Beta-Binomial Probabilities

Usage

dBetaBinomial(r, n, a, b, log = FALSE)

Arguments

r, n

number of successes (responders) out of n

a, b

parameters of the Beta distribution for response probability

Details

r,n,a,b can be scalar or vectors.
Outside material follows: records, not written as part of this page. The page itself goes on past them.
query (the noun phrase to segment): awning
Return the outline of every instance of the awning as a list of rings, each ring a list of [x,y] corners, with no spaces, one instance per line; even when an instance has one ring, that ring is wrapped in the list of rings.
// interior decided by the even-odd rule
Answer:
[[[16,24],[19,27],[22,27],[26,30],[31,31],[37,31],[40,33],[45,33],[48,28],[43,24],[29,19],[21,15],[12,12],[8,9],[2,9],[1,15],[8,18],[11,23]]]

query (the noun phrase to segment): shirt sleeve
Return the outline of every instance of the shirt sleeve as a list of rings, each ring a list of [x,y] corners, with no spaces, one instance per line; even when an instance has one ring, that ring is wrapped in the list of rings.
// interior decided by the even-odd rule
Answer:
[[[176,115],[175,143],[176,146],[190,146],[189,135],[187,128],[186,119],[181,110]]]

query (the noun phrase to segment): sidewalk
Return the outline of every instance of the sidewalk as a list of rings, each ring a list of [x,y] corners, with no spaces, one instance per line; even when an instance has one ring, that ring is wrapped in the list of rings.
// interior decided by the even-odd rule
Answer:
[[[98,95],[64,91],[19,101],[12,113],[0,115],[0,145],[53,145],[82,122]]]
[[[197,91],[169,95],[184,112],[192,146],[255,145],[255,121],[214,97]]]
If vectors are used, they must be of the same length

See Also

pBetaBinomial, rBetaBinomial

Examples

Run this code
# NOT RUN {
# }
# NOT RUN {
# Ex1: Predictive distribution for uniform p
Ex1 =  dBetaBinomial( r=0:9,n=9,a=1,b=1)
Ex1

# Ex2: Predictive distribution at interim: n1=20, n=50
# Interim data: 4/20
# Probability to have 6 or more responders in 50 patients?
# That is: predictive probability >=2 in remaining 30?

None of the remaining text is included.